S'il y a trouble pour le suicidé, c'est avant tout la continuité du trouble psychique existant à l'état incarné et qui a conduit au suicide. C'est en cela qu'il faut parler de relation de cause à effet : la mort n'efface pas la détresse d'un état dépressif, et le trouble incarné devient alors un trouble désincarné. Ce qui n'empêche pas cependant que l'esprit, comme dans toute autre forme de désincarnation, puisse progressivement rejoindre son au-delà, et ce, en fonction de sa nature, de son évolution, des prières faites pour lui, etc.

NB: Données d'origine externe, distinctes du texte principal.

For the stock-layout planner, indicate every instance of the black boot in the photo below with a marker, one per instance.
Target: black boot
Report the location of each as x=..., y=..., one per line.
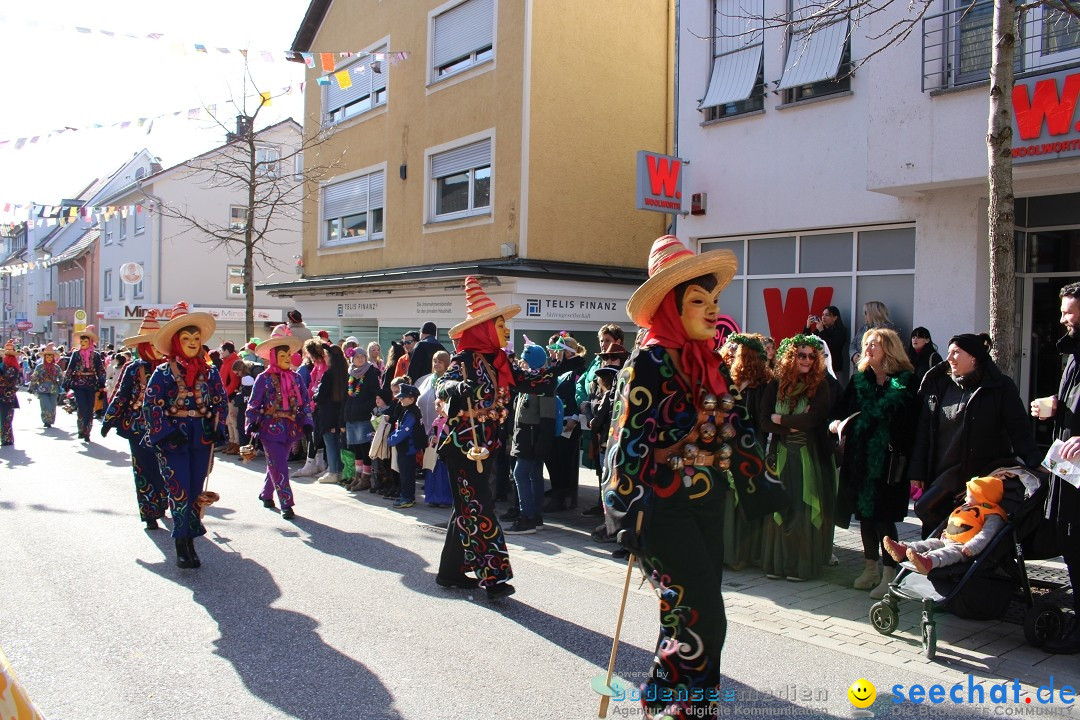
x=183, y=554
x=191, y=551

Le trouble est inhérent à nos natures spirituelles encore peu évoluées (sur Terre en général), c'est un état de fait, mais ce n'est en soi le signe d'une punition. Et s'il y a bien un enseignement essentiel apporté par le spiritisme, c'est que le trouble plus ou moins long vécu par certains désincarnés, n'est pas une fatalité incontournable : l'on peut et l'on doit prier, agir par la pensée pour nos décédés proches ou moins proches, afin d'abréger leur trouble, afin également de prendre un tournant nouveau dans l'évolution : celui de la solidarité entre deux mondes qui ne doivent plus s'ignorer.